Fluorescent micrographs showing paraffin sections of GFP rat testis tissue at 8 wk (a–c) and 4 wk (d) after implantation. GFP (green) and SMA (red) are visualized by immunohistochemistry; nuclei are labeled with DAPI (blue). a) Seminiferous tubules are surrounded by an SMA-positive basement membrane (arrow). Note the GFP-positive interstitium (asterisk). b) Few GFP-positive cells can be detected in the otherwise GFP-negative part of the capsule (arrows). c) Numerous small blood vessels are present in the interstitium (arrows). The inset in c (same magnification as panel c) shows a technical control for the immunohistochemical staining (omission of the primary antibodies). d) A GFP-positive blood vessel can be observed within subcutaneous muscles of the recipient mouse (arrow). Nonnucleated erythrocytes (cells appearing green with no nuclear DAPI label within the vessel lumen) can be detected within this blood vessel, underlining the functionality of this particular vessel.

FIG. 6.

Fluorescent micrographs showing paraffin sections of GFP rat cell grafts at 4 wk after implantation. GFP (green) and SMA (red) are visualized by immunofluorescence. Nuclei are labeled with DAPI (blue). The bar shown in c also applies to a and b. a) The graft is surrounded by a GFP-positive (arrow) and GFP-negative (arrowhead) capsule.
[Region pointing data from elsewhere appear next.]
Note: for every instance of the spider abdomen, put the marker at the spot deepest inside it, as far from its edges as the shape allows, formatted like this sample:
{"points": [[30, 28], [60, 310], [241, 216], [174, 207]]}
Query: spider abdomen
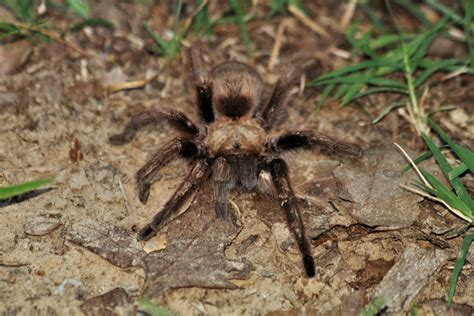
{"points": [[227, 138]]}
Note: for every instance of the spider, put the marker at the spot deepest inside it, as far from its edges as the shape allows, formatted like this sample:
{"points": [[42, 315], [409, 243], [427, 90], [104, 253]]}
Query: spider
{"points": [[232, 146]]}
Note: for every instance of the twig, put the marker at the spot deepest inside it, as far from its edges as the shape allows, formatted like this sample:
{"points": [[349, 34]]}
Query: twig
{"points": [[414, 166], [277, 45]]}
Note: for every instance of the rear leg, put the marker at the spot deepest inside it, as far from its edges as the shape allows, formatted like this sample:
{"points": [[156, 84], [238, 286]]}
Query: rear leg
{"points": [[311, 140], [193, 182]]}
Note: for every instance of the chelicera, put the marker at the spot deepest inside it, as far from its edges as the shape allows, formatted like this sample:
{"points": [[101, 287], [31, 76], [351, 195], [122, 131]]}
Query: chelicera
{"points": [[232, 146]]}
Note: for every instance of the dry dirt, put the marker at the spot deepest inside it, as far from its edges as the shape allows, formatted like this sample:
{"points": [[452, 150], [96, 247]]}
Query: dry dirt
{"points": [[72, 249]]}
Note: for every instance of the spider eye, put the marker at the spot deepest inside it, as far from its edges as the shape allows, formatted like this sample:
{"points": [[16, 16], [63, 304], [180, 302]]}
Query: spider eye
{"points": [[234, 106]]}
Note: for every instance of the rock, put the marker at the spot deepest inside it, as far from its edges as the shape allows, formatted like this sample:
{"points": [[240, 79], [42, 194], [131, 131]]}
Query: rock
{"points": [[40, 226]]}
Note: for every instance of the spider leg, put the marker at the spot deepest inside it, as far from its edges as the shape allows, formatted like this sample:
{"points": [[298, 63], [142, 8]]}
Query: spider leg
{"points": [[149, 173], [288, 202], [269, 112], [224, 181], [175, 118], [195, 179], [203, 86], [310, 140]]}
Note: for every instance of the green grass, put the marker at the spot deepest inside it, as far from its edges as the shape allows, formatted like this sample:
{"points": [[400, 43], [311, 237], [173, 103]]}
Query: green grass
{"points": [[37, 28], [386, 55], [454, 195], [25, 187], [146, 305]]}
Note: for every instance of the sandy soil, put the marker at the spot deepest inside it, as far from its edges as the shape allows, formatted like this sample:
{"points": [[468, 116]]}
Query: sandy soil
{"points": [[72, 249]]}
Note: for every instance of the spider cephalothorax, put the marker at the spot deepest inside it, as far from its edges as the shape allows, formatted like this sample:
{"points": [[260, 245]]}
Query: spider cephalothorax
{"points": [[231, 146]]}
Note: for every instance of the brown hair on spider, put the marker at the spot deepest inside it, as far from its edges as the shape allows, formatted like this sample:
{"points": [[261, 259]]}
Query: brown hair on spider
{"points": [[231, 145]]}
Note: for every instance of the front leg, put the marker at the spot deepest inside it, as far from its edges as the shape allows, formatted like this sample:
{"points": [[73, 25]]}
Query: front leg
{"points": [[140, 120], [193, 182], [311, 140], [148, 174], [289, 203]]}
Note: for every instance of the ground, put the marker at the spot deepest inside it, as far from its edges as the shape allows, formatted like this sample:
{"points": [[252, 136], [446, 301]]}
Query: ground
{"points": [[71, 248]]}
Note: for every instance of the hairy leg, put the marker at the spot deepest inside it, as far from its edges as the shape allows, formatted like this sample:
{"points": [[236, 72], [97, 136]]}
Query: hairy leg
{"points": [[269, 113], [175, 118], [195, 179], [148, 174], [223, 181], [203, 86], [288, 202], [311, 140]]}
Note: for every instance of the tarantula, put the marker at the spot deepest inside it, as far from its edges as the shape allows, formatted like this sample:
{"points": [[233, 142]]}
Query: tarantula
{"points": [[231, 147]]}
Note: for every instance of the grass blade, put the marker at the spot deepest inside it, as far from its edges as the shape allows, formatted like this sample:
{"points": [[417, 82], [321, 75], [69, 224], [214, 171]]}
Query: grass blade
{"points": [[466, 243], [466, 156], [17, 189], [445, 11], [93, 23], [459, 170], [23, 9], [387, 110], [244, 33], [80, 8], [469, 33], [434, 67], [445, 194]]}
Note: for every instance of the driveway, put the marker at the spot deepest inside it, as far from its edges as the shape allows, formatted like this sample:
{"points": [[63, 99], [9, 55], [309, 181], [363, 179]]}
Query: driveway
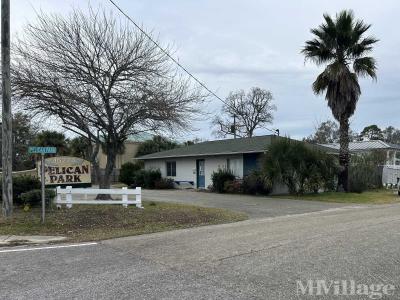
{"points": [[253, 206], [262, 258]]}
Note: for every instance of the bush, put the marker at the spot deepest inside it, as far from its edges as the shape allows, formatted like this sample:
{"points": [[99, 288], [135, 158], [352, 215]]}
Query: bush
{"points": [[219, 178], [256, 183], [34, 197], [300, 166], [364, 172], [22, 184], [233, 187], [127, 172], [146, 178], [164, 183]]}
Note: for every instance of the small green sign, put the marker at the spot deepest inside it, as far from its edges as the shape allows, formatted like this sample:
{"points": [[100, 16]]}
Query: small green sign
{"points": [[42, 150]]}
Note the GFP-positive and GFP-negative cells in the interstitium (asterisk) and the poorly differentiated seminiferous tubules. b) Some grafts show a limited number of GFP-positive cells in the interstitium (asterisk), and only cord-like structures and tubular shadows can be observed. In some grafts, no seminiferous cords or tubules can be observed, although a few GFP-positive cells and tissues can still be found in the tissues (arrows). c) Few GFP-positive tubules can be observed within this graft (arrows), between a series of tubular shadows.